Official figures show the cost of living has fallen by about 6 per cent in the last year. But Fr Healy said the poorest have already been hit by a 2 per cent cut with the axing of the Christmas bonus while education costs have continued to rise.

One third of requests for help from St Vincent de Paul are to pay food and household bills, he said. “It was not the poor, it was not the vulnerable who caused the crisis that Ireland is facing but now it is the poor, it is the vulnerable who are actually paying the cost,” Fr Healy said.

Social Justice Ireland criticised the way savings were found and the tax system. “Government’s rhetoric about protecting the vulnerable and promoting the economy is not matched by its decisions in Budget 2010,” Fr Healy said.
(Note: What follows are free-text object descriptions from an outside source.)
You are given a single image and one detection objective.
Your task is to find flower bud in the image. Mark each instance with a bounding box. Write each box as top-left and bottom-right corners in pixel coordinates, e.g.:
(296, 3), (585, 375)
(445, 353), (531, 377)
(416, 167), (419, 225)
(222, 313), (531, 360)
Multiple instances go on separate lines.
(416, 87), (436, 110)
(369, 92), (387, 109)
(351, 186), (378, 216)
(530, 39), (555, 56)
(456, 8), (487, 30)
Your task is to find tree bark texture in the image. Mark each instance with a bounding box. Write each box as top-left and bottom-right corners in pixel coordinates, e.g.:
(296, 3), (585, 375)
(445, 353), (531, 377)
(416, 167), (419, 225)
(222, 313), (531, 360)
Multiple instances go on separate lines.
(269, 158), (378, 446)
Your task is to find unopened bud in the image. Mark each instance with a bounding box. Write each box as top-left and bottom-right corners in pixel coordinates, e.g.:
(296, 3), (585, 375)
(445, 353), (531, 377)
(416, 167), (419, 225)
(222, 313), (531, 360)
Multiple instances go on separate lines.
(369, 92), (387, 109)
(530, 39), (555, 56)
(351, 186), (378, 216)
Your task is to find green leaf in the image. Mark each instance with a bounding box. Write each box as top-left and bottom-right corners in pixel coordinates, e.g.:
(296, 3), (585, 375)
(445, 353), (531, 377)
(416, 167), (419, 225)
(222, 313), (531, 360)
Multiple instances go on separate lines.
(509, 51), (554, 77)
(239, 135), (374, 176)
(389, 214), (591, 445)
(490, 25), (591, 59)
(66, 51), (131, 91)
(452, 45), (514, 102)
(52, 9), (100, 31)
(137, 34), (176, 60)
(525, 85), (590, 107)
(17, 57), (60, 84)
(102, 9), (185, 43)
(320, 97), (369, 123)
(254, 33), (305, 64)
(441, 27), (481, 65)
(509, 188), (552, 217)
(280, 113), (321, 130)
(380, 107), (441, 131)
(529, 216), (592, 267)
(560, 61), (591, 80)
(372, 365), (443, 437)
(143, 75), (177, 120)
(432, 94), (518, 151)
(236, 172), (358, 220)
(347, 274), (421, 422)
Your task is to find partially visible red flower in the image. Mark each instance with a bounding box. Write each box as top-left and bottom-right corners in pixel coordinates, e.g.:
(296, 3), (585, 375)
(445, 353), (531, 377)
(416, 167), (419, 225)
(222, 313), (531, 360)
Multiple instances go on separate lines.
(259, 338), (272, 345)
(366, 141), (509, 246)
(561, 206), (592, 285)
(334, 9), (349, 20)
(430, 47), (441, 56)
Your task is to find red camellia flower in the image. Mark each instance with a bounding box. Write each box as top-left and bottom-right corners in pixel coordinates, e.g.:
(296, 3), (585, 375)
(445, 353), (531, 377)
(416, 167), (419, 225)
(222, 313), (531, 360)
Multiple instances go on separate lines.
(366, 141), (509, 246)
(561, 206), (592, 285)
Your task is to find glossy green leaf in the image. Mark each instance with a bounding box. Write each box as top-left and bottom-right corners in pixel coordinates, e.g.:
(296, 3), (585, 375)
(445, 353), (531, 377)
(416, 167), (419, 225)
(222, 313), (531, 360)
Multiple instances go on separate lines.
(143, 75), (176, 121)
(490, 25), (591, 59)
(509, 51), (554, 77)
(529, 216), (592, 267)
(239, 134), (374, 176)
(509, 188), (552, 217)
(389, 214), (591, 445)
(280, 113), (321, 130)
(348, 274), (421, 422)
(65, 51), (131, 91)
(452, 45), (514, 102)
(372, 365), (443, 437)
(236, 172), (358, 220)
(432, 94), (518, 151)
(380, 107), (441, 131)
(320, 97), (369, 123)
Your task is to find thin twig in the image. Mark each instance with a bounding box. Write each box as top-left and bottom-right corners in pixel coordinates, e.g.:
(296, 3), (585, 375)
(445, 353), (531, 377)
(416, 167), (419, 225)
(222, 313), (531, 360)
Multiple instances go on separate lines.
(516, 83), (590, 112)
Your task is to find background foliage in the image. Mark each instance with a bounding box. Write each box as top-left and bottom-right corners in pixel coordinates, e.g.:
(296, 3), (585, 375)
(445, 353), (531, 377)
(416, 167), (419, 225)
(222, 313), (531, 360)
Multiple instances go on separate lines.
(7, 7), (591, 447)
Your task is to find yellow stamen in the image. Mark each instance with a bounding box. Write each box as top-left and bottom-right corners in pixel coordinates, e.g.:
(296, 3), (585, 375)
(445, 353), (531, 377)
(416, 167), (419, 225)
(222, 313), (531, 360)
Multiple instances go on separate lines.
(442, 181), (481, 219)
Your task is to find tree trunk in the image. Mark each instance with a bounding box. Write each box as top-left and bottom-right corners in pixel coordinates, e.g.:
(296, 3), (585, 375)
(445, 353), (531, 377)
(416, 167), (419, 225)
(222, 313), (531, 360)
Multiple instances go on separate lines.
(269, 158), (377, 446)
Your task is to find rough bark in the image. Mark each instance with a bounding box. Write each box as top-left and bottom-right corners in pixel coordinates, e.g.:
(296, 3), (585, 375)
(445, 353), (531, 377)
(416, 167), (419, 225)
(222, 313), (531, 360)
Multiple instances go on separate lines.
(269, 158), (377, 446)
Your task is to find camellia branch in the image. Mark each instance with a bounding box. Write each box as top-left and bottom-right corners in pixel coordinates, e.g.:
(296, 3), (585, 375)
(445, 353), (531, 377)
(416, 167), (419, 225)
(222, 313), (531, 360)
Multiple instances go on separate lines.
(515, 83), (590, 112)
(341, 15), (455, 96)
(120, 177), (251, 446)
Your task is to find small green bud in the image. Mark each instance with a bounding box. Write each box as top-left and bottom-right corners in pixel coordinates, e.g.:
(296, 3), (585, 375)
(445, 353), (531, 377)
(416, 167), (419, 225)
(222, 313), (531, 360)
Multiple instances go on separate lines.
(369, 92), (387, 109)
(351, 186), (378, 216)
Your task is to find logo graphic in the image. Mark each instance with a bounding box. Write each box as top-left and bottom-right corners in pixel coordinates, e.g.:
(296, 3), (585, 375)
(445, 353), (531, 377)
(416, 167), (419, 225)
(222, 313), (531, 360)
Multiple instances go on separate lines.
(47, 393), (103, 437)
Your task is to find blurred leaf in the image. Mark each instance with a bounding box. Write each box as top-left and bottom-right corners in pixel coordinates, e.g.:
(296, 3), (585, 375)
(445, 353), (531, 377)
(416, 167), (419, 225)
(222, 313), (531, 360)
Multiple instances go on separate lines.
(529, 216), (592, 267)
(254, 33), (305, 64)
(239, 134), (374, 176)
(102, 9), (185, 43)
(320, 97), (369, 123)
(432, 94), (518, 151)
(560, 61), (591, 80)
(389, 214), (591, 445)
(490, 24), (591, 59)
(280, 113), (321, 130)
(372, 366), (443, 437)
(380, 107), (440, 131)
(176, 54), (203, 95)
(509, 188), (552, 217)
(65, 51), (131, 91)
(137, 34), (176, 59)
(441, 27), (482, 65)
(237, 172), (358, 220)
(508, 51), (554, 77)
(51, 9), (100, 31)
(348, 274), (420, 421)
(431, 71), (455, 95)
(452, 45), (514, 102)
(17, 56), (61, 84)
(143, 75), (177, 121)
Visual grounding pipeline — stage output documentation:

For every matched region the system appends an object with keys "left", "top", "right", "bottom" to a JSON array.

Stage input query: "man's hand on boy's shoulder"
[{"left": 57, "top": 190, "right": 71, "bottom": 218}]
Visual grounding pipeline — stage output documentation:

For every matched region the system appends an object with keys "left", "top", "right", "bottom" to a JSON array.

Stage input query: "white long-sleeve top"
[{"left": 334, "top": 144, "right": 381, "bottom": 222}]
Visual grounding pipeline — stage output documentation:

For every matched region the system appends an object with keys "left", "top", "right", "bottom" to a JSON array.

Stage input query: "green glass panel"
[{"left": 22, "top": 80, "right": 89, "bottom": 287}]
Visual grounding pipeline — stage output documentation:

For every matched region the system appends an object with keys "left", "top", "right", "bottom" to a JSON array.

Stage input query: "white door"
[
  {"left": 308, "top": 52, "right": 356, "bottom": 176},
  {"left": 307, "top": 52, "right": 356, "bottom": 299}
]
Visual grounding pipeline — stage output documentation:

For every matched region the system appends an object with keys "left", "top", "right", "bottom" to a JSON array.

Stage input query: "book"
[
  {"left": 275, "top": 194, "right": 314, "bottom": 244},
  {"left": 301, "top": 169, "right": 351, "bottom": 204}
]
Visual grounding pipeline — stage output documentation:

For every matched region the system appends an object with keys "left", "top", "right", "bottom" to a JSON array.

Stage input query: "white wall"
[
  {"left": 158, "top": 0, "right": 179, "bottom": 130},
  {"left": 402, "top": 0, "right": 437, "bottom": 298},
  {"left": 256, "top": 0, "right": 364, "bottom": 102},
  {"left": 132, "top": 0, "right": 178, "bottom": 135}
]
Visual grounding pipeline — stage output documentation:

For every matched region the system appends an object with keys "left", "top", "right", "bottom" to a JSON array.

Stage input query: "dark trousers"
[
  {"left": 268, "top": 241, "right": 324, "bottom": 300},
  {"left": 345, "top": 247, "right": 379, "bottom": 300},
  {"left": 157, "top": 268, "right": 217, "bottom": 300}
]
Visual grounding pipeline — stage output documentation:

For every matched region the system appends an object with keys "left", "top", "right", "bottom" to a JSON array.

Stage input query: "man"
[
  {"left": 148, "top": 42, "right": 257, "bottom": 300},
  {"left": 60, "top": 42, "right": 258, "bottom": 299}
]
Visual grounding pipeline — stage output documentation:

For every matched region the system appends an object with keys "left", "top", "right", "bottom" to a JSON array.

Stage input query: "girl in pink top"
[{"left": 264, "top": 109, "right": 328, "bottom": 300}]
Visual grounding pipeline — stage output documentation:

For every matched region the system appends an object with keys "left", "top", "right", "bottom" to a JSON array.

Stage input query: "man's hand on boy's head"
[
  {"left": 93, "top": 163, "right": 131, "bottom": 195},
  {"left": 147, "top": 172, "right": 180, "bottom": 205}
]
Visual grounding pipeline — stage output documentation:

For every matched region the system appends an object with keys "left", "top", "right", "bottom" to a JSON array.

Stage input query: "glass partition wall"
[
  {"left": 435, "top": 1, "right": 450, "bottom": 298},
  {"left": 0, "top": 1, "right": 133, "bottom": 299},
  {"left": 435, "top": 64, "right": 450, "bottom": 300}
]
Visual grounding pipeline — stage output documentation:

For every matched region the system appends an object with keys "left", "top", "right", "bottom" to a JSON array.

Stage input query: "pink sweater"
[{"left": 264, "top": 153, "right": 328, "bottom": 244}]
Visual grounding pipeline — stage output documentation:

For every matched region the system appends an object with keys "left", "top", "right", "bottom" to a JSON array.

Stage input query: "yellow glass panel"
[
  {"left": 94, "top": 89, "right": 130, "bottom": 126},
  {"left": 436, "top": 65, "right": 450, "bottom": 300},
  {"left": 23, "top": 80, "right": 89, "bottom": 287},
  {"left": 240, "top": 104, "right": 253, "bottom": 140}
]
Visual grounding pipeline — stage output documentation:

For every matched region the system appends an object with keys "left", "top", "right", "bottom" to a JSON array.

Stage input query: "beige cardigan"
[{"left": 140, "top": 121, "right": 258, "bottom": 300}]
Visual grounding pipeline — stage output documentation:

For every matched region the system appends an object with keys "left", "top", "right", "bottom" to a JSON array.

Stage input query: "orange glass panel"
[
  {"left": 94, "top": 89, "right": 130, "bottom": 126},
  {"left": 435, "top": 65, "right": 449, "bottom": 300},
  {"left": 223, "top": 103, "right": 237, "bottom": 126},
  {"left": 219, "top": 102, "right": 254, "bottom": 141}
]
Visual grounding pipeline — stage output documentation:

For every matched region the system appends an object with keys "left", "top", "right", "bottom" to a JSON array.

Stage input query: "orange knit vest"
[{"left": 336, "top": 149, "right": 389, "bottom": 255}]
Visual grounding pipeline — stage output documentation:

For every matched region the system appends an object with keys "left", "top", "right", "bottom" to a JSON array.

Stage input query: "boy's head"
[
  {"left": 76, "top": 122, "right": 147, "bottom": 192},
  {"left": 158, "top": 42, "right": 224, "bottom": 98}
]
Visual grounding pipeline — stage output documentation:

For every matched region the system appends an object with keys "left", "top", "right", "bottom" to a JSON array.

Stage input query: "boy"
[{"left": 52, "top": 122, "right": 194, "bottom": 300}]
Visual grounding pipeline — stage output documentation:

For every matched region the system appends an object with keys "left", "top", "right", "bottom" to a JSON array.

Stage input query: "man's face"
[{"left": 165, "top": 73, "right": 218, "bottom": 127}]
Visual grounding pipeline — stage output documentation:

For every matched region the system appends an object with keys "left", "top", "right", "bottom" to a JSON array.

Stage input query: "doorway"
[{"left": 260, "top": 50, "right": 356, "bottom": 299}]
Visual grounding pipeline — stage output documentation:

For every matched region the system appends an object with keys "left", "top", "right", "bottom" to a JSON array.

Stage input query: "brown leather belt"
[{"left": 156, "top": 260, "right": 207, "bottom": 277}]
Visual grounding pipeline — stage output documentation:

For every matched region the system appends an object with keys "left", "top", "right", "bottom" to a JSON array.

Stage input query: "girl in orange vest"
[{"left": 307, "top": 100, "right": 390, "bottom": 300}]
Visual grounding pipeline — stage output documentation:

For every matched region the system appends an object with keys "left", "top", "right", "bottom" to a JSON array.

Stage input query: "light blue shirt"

“All in all a depressing, unfair and unjust Budget,” he said. “Far better options were available that would have protected the vulnerable and promoted the economy. Government chose instead to favour those who are better off over the most vulnerable.”

Fr Healy said the Government had failed to significantly increase the tax-take, leaving Ireland with one of the lowest total tax takes in the EU and this was the main reason the Exchequer had no money to protect social services or promote the economy.

He welcomed the carbon tax but said it failed to protect vulnerable people on low incomes or living in rural areas without access to public transport.